La bottega dell’incisore

La bottega dell’incisore

Mentre gira quello che sembra un timone, in realtà parte del torchio che fa muovere il rullo, Valentino De Nardo appare come il capitano di una nave. Il maglione blu e il berretto calcato in testa contribuiscono certamente a creare l’immagine del capitano, ma di sicuro ha a che vedere anche con il luogo in cui si trova la sua casa-studio: sulla cima di una collina, immersa nei boschi intorno a Vittorio Veneto e circondata da altre colline, dolci e sinuose come le onde del mare in un giorno di bonaccia.

Prima di mostrarci il risultato finale del lavoro, un’incisione scelta a partire da una lastra tra le tante presenti nello studio, Valentino ci ha raccontato la storia della sua vita e del suo lavoro, a partire da quando faceva il pittore. Abbandonò quella carriera all’inizio degli Ottanta (dopo un viaggio in Spagna per incontrare Dalì) per darsi all’incisione, una tecnica antica e raffinata che lo ha portato, passando dal figurativo all’astratto, ad essere uno dei più importanti incisori italiani contemporanei. Un altro tesoro nascosto delle nostre terre.

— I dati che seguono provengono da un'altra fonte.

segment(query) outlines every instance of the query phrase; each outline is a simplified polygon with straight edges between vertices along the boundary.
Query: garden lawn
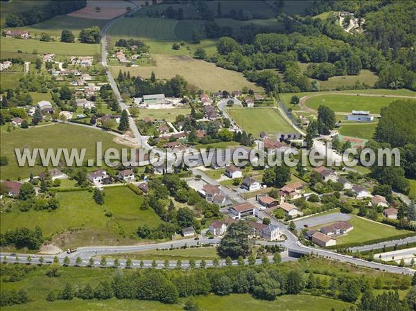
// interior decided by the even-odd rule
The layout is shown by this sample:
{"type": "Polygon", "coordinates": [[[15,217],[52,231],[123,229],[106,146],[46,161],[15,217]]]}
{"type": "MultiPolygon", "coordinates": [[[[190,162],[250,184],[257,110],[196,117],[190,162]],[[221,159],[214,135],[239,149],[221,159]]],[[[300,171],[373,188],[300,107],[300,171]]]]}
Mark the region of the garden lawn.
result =
{"type": "Polygon", "coordinates": [[[37,125],[26,130],[16,130],[10,132],[2,132],[0,141],[0,154],[8,158],[8,165],[0,167],[2,179],[22,179],[29,177],[31,172],[37,175],[44,168],[35,165],[19,167],[17,165],[15,148],[87,148],[85,159],[95,159],[95,143],[103,143],[103,150],[110,148],[120,150],[121,145],[113,141],[114,136],[94,129],[89,129],[69,124],[53,124],[37,125]]]}
{"type": "Polygon", "coordinates": [[[174,122],[180,114],[189,114],[190,108],[173,109],[141,109],[139,118],[142,119],[146,116],[155,118],[157,120],[165,120],[168,122],[174,122]]]}
{"type": "Polygon", "coordinates": [[[364,139],[372,138],[377,127],[377,123],[341,123],[338,132],[343,136],[358,137],[364,139]]]}
{"type": "MultiPolygon", "coordinates": [[[[82,231],[90,234],[90,239],[100,239],[105,243],[116,242],[117,238],[136,237],[137,227],[147,224],[155,227],[162,222],[153,209],[142,211],[143,197],[125,186],[109,187],[105,190],[104,204],[95,203],[93,193],[87,190],[58,193],[60,206],[52,212],[30,211],[21,212],[17,208],[2,214],[1,233],[25,226],[33,229],[40,226],[45,237],[54,237],[69,229],[77,231],[71,236],[83,237],[82,231]],[[111,217],[105,215],[111,212],[111,217]]],[[[79,247],[94,242],[83,238],[72,239],[71,243],[79,247]]]]}
{"type": "Polygon", "coordinates": [[[100,53],[100,44],[86,43],[44,42],[34,39],[1,38],[1,51],[23,53],[55,53],[64,55],[90,55],[100,53]]]}
{"type": "Polygon", "coordinates": [[[254,136],[258,136],[261,131],[268,134],[295,131],[274,108],[229,109],[228,112],[234,122],[254,136]]]}
{"type": "Polygon", "coordinates": [[[215,247],[198,247],[180,249],[157,251],[152,249],[148,251],[137,251],[128,254],[117,254],[109,255],[111,258],[132,258],[137,260],[189,260],[193,258],[197,260],[202,259],[210,260],[218,258],[215,247]]]}
{"type": "Polygon", "coordinates": [[[121,69],[128,71],[133,76],[150,78],[154,72],[157,78],[170,79],[176,75],[182,75],[189,84],[210,91],[241,89],[243,87],[254,91],[262,89],[249,82],[242,73],[217,67],[215,64],[195,60],[187,55],[153,55],[156,66],[144,67],[111,66],[113,75],[121,69]]]}
{"type": "MultiPolygon", "coordinates": [[[[354,91],[351,91],[354,93],[354,91]]],[[[389,104],[400,98],[394,97],[374,97],[361,95],[340,95],[330,94],[314,96],[306,101],[306,106],[318,109],[320,105],[328,106],[334,112],[351,112],[352,110],[370,111],[370,114],[379,114],[383,106],[389,104]]]]}
{"type": "Polygon", "coordinates": [[[354,229],[348,233],[336,237],[337,245],[365,242],[376,239],[387,240],[397,236],[411,233],[408,230],[397,230],[381,223],[360,218],[355,215],[352,215],[349,222],[354,226],[354,229]]]}

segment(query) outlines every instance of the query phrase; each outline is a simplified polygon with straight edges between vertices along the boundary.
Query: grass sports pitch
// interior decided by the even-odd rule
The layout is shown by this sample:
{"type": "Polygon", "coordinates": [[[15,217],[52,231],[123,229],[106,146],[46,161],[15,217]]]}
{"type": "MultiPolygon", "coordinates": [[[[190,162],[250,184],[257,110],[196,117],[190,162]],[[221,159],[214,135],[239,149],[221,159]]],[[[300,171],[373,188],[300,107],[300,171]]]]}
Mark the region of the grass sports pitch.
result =
{"type": "Polygon", "coordinates": [[[268,134],[295,132],[275,108],[229,109],[228,112],[234,122],[255,136],[261,131],[268,134]]]}

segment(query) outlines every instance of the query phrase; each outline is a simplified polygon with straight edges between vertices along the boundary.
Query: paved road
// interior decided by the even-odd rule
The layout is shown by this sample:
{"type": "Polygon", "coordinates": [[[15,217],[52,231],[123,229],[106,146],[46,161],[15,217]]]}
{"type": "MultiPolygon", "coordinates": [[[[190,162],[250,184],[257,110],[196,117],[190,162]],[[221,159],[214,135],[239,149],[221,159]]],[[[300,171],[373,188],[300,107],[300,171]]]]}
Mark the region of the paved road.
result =
{"type": "MultiPolygon", "coordinates": [[[[139,7],[137,7],[135,9],[133,9],[133,11],[137,10],[139,8],[139,7]]],[[[105,26],[104,26],[104,28],[101,30],[101,63],[105,67],[107,66],[107,30],[111,26],[111,25],[113,24],[114,22],[123,18],[125,17],[124,17],[124,16],[123,15],[116,17],[115,19],[111,20],[107,25],[105,25],[105,26]]],[[[110,85],[111,85],[111,87],[113,91],[114,92],[114,94],[116,96],[116,98],[117,98],[117,101],[119,102],[120,107],[123,110],[127,111],[129,115],[130,127],[132,130],[132,132],[133,133],[133,135],[136,138],[137,143],[143,148],[152,149],[152,147],[148,143],[148,140],[149,137],[146,136],[143,136],[140,134],[140,132],[139,131],[139,129],[137,128],[135,121],[131,117],[130,113],[128,110],[128,107],[125,105],[125,103],[124,103],[124,100],[123,100],[123,98],[121,98],[121,95],[120,94],[120,91],[119,91],[119,88],[117,87],[117,85],[114,81],[114,79],[112,75],[111,74],[111,72],[110,71],[107,71],[106,73],[107,77],[108,78],[108,81],[110,82],[110,85]]]]}

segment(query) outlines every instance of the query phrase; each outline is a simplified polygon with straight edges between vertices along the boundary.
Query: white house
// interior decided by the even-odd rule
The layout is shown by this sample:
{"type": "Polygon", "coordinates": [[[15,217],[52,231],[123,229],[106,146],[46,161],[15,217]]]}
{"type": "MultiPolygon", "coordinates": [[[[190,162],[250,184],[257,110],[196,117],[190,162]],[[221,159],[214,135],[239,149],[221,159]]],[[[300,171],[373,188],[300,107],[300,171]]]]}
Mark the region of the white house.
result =
{"type": "Polygon", "coordinates": [[[235,166],[227,166],[224,175],[231,179],[241,178],[243,177],[241,170],[235,166]]]}
{"type": "Polygon", "coordinates": [[[364,199],[365,197],[371,197],[372,196],[371,193],[362,186],[354,185],[352,189],[356,194],[357,199],[364,199]]]}
{"type": "Polygon", "coordinates": [[[297,207],[290,203],[281,202],[279,204],[279,207],[280,207],[284,211],[284,215],[286,216],[293,217],[299,214],[299,209],[297,207]]]}
{"type": "Polygon", "coordinates": [[[259,190],[261,185],[259,181],[252,177],[245,177],[241,183],[241,188],[248,190],[248,191],[254,191],[259,190]]]}
{"type": "Polygon", "coordinates": [[[214,236],[222,236],[227,231],[227,225],[219,220],[214,220],[208,227],[209,233],[214,236]]]}

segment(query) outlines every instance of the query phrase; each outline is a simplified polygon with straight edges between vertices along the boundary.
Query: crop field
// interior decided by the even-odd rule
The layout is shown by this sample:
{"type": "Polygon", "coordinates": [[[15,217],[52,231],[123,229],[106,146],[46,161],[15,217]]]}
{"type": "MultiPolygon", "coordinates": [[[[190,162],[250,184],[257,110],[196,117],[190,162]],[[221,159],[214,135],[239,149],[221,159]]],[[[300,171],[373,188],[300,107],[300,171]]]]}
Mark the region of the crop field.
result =
{"type": "Polygon", "coordinates": [[[139,118],[150,116],[158,120],[166,120],[168,122],[173,122],[176,116],[180,114],[189,114],[190,108],[174,108],[174,109],[141,109],[139,118]]]}
{"type": "Polygon", "coordinates": [[[217,67],[214,64],[203,60],[195,60],[189,56],[154,55],[156,66],[144,67],[112,66],[113,75],[119,71],[128,71],[130,75],[150,78],[152,71],[157,78],[169,79],[176,75],[182,75],[189,83],[211,91],[218,90],[241,89],[247,87],[254,91],[261,89],[248,81],[242,73],[217,67]]]}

Non si ha idea di quanta maestria sia necessaria per realizzare un’incisione, delle tante tecniche esistenti, della quantità di nomi che sentiamo per la prima volta oggi pomeriggio (punzone, maniera nera, morsura, tirafili…) delle prove di stampa necessarie alla realizzazione di un’opera finita. Lo studio di Valentino De Nardo sembra una bottega medievale, così come l’abbiamo sempre immaginata: scaffali di attrezzi, colori e decine di prove di stampa, perché per realizzarne una sola servono almeno dieci-venti prove, che appaiono ai nostri occhi altrettanto belle. 

L’incisione su lastre di metallo, una tecnica che da decenni lo accompagna, gli ha permesso di realizzare opere con soggetti di ogni genere. Ha accompagnato per lungo tempo il suo lavoro per l’illustrazione di libri per bambini, disgraziatamente mai pubblicati (cosa si sono persi quei piccoli!) ed è diventata col tempo un mezzo per realizzare qualcosa di sempre più lieve. I lavori degli ultimi anni sono più rari e più semplici, si avvicinano all’essenzialità di certi lavori orientali. In giro per casa l’Oriente ritorna spesso: nei racconti legati ad un caro amico giapponese, un artista scomparsi ormai molti anni fa, e in certi manufatti che creano un’atmosfera rilassata e che permettono di andare al di là delle mura in pietra della casa. Forse è proprio questo che ci portiamo via dopo un pomeriggio così intenso: la sensazione di essere andati lontano nel tempo e nello spazio pur rimanendo fermi, esercitando quello che Valentino chiama l’ozio meditativo.